Oktay Ekşi olayı
Bir kişiyle gazetenin karakteri değişmez; asıl kaynak ve güç okuyucudur, okuyucunun kararıyla gazete değişir.
Oktay Ekşi, 36 yıldır başyazarlığını yaptığı Hürriyet gazetesinden ayrıldı. Tatsız bir olay! Tek boyutlu bir olay karşısında olmadığımızı sanıyorum; o nedenle olayı, yazılanları ve söylenenleri anlayıp tartarak yorumlamalıyız.
28 Ekim’deki yazısının kent baskılarında değişik çıkan son cümlesi; “Şimdi anasını bile satan işte o zihniyetin marifetlerini görüyorsunuz” idi. Son günlerde çok tartışılan barajlarla ilgili bir değerlendirmeyi bitirirken “Anasını bile satan” deyimini kullanmasını, Oktay Bey’den beklemezdim, ona yakışmadı! Ama?
Özür
Oktay Bey de yazdı; ‘lafın ayarı’ kaçmış, ‘seviye düşmüştü’; üzdüklerinden ‘özür diledi’, ‘gerçeği olduğu gibi anlamak’ istemeyenlere anlattıkları yetmedi; istifası istendi, ayrıldı! Şimdi artık Oktay Ekşi Hürriyet’in başyazarı değil, artık onu orada, Hürriyet’te okuyamayacağız.

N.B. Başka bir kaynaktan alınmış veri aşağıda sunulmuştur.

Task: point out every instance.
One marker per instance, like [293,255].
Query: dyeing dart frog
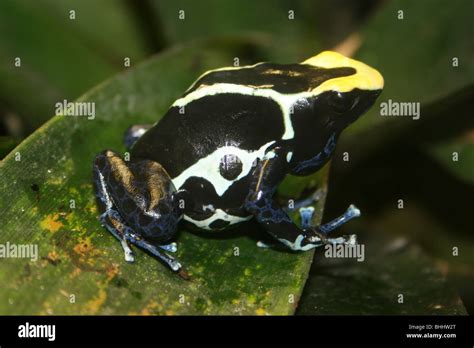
[219,153]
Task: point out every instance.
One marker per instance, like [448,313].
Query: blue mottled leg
[267,174]
[134,133]
[306,215]
[315,196]
[351,212]
[137,204]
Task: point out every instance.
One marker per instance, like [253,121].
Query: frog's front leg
[267,175]
[138,203]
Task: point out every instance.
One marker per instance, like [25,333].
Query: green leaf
[412,74]
[394,278]
[456,155]
[61,57]
[77,257]
[288,27]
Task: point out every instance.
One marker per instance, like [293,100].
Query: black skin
[138,201]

Olayın olmamasını dilerdim.
Olaydan çıkardığım bir iki notumu paylaşmak istiyorum:
Görüşlerinde ısrarlı
1961’de tanıdığım, on-on beş yıldan beri de -kabul ederse- dost saydığım Oktay Bey’le siyasal olayları son yıllarda galiba farklı yorumladık. Geçen yıl Eylül ayında, ‘Bizim Mahalle’ başlıklı yazısında, “Liberal geçinen gizli faşistler” diye nitelendirdiği yazarlara çatıyordu. Yazısının sonlarında benim, habercilikten çok siyaset yapan, siyaseti yönlendirmeye çalışan gazetecilerin, çalıştıkları kurumlara verdikleri zararı anlattığım yazıdan, “Şimdi bir de Tarhan Erdem çıktı” diyerek bahsetti. Kendisine e-posta yazdım, o beni cevapladı, sürdürmedim; görüşünden bir milimetre oynaması söz konusu değildi. Veda yazısında da aynı şeyi söylüyordu.
Beyefendi bir dost
Yıllar içinde pek çok kez görüştük, medya ve toplantılarda sayısız konuşmalarını dinledim; yanıldığını düşündüğüm olmuştur ama hiçbir zaman ‘beyefendi’ tavrından uzaklaştığını hatırlamıyorum. Herkes gibi ölçü kaçırdığı, abarttığı mutlaka olmuştur; böyle örnekler, onun karakterini belirlemez, tam tersine güçlendirir!
Etkili başyazar
Hürriyet, otuz altı yılda bir ‘başyazar’ yaratmıştır; Oktay Bey de beğenirsiniz beğenmezsiniz, bugünkü Hürriyet yapısının mimarlarından biridir. Erol Simavi, Nezih Demirkent, Ertuğrul Özkök ve başkaları arasında Oktay Bey’in yeri ihmal edilmemelidir. Gerçekte Hürriyet mi, Oktay Bey mi birbirlerini daha çok etkilemiş, şekillendirmiştir? İncelemeye değer bir sorudur.
Karar okur ve patrona aittir
Oktay Bey’in istifasını isteyen güç, kimdir bilemem, bu yapıyı da değiştirecek mi? Değiştirmeli mi? Değiştirebilir mi ve nasıl? Asıl sorun budur! Bence, bir kişiyle gazetenin karakteri değişmez; asıl kaynak ve güç okuyucudur, okuyucunun kararıyla gazete değişir, kararı okuyucu vermelidir. O, bir iki hataya, bir yazıya, bir habere bakmaz, genel gidişe bakar, uzun bir zaman dilimi içinde karar verir.
Yüz binlerce gazeteyi satanla alan arasında, her gün canlı bir ilişki vardır. Okuyucunun kararına patron muhataptır. Bu ilişkiye dışardan kimse karışmamalı; herkes okuyucunun kararını beklemeli, patronu zorlamamalıdır.